Uma maneira usada para facilitar a interpretação dos aromas é o uso de analogias com produtos conhecidos, como o pimentão por exemplo, que possui pirazina, difundindo assim o cheiro deste composto orgânico aromático a outro aroma similar bastante conhecido.

Para auxiliar na compreensão, os aromas são classificados em famílias, que podem ainda ter subdivisões em grupos menores, porém similares. A roda de aromas organiza as famílias e seus subgrupos e é um parâmetro importante para quem ainda não familiarizou-se com os limites entre os aromas.

As principais famílias, segundo Émile Reynand, considerado pai da enologia: florais, frutados, especiarias, animais, vegetais, minerais, balsâmicos, químicos e empireumáticos.

Dicas para reconhecer aromas:

É importante que tenhamos um ambiente apropriado, tranquilo para desenvolver uma concentração necessária e perceber as diferenças sutis entre os aromas do vinho.

A- Certifique-se que não haja presença de odores e perfumes no ambiente, inclusive nas taças.

B- Evite fumar, consumir café, chá preto e leite por duas horas antes da atividade.

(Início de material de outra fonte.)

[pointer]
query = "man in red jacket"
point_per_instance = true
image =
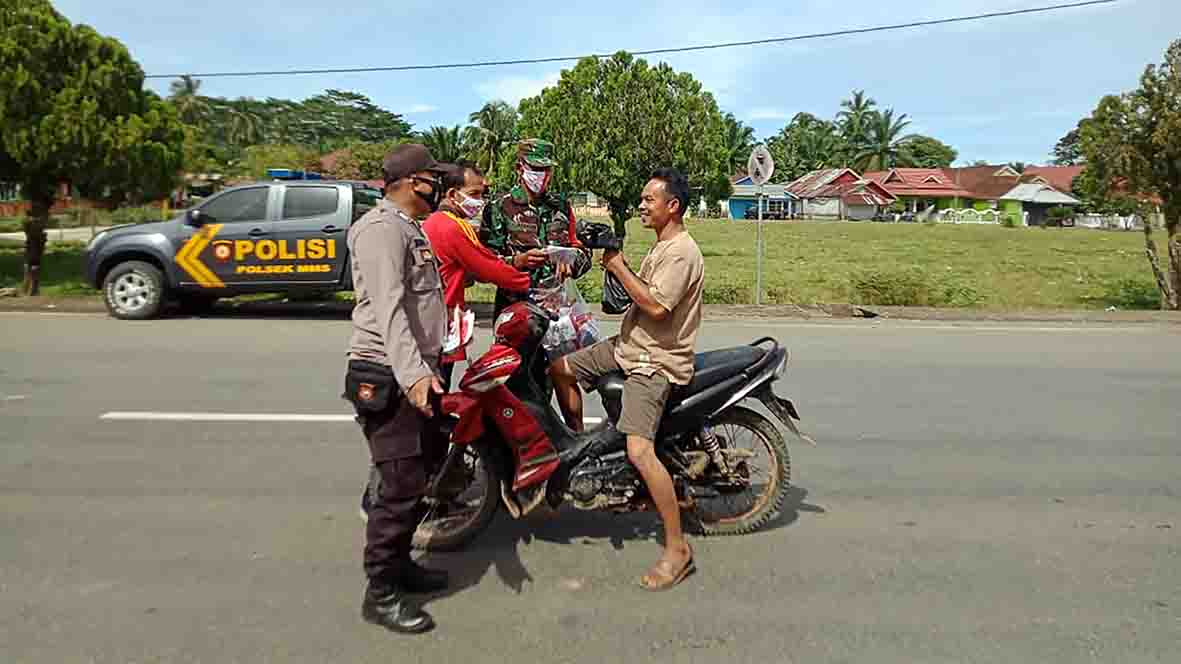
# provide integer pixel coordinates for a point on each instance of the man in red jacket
(463, 259)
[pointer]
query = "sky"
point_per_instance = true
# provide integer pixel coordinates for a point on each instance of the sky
(999, 90)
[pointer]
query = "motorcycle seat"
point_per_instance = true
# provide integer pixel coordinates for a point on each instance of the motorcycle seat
(709, 369)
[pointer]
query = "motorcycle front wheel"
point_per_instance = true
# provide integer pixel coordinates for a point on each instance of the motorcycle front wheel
(465, 506)
(767, 467)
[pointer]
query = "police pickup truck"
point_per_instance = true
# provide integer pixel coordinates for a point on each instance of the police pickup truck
(262, 238)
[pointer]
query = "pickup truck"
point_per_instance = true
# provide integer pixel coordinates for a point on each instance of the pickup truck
(261, 238)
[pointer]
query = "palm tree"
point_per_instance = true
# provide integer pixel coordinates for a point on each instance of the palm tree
(854, 119)
(190, 105)
(739, 141)
(445, 143)
(886, 141)
(495, 127)
(817, 148)
(246, 128)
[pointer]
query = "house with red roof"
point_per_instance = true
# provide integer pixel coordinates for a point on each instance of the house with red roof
(921, 188)
(1000, 188)
(840, 193)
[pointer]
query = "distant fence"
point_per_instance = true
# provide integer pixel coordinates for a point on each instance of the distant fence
(969, 216)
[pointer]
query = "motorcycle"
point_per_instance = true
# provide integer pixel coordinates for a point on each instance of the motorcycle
(729, 463)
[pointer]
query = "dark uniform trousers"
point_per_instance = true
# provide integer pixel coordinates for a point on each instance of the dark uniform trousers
(404, 449)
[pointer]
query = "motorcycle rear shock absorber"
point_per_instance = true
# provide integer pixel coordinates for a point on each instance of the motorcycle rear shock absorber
(712, 447)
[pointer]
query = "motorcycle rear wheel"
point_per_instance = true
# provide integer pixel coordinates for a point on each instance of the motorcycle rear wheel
(746, 512)
(450, 525)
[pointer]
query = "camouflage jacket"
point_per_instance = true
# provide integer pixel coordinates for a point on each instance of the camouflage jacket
(513, 226)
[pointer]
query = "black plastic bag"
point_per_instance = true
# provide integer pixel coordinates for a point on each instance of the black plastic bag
(614, 297)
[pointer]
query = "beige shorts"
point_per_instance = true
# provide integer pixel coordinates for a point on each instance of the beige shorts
(644, 396)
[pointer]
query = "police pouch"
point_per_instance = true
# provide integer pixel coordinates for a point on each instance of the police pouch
(370, 386)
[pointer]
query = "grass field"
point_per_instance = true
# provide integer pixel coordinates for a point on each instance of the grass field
(819, 262)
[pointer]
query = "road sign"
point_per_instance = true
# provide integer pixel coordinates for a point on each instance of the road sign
(759, 167)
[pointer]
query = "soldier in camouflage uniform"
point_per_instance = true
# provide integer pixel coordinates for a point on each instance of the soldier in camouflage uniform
(530, 217)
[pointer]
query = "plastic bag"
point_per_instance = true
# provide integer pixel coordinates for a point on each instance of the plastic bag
(614, 297)
(575, 327)
(561, 255)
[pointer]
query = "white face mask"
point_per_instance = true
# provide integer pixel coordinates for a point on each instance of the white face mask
(470, 207)
(535, 181)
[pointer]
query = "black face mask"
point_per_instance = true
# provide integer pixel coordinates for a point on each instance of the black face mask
(436, 195)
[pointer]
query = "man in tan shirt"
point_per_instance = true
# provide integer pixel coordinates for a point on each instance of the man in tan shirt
(654, 349)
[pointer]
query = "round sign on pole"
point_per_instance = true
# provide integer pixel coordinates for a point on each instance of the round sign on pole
(759, 167)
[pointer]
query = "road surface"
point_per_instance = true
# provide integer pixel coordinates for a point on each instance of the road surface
(980, 493)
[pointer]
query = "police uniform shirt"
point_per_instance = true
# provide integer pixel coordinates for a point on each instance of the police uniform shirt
(399, 318)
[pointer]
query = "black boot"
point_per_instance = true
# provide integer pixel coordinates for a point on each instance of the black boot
(418, 579)
(389, 607)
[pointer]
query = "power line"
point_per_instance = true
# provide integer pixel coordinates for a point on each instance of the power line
(652, 51)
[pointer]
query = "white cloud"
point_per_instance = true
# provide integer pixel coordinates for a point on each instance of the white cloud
(513, 89)
(768, 114)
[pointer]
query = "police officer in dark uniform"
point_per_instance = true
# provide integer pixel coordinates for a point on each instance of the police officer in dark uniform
(399, 324)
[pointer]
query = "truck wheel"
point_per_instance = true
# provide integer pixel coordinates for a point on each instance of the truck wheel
(134, 291)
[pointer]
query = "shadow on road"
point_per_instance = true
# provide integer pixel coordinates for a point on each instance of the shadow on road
(498, 549)
(308, 310)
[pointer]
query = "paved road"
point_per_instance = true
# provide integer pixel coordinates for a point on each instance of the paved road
(982, 493)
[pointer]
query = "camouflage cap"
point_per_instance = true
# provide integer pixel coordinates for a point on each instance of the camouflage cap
(536, 153)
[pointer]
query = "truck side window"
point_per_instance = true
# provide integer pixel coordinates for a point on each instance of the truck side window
(364, 200)
(245, 204)
(302, 202)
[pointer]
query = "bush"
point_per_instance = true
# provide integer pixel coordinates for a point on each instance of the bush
(911, 287)
(1131, 293)
(135, 215)
(1058, 214)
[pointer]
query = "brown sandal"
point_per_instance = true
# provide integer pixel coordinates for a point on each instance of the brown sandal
(661, 577)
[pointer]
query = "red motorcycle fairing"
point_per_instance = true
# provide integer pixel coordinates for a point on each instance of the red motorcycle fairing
(471, 422)
(493, 369)
(484, 394)
(532, 449)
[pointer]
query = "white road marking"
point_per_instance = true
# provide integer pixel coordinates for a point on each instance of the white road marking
(224, 417)
(149, 416)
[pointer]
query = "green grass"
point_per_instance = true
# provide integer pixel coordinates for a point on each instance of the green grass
(920, 265)
(62, 268)
(875, 264)
(79, 217)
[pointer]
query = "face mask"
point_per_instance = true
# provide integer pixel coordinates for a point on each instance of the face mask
(435, 196)
(470, 207)
(535, 181)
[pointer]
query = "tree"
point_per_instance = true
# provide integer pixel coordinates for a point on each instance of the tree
(1069, 150)
(339, 117)
(739, 141)
(615, 121)
(258, 158)
(72, 104)
(1133, 143)
(246, 128)
(447, 144)
(885, 141)
(924, 151)
(493, 127)
(807, 143)
(184, 93)
(363, 161)
(854, 121)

C- Agite a taça em movimentos circulares para liberar os aromas de uma forma ampla em contato com o ar.

D- Coloque o nariz bem junto à borda da taça e inalar brevemente. Já é possível notar os aromas nesse (primeiro) ataque. Depois, com a taça em repouso, repita a inalação.

E- Lembre-se, aspire com delicadeza, evitando trazer ao seu nariz somente o cheiro do álcool.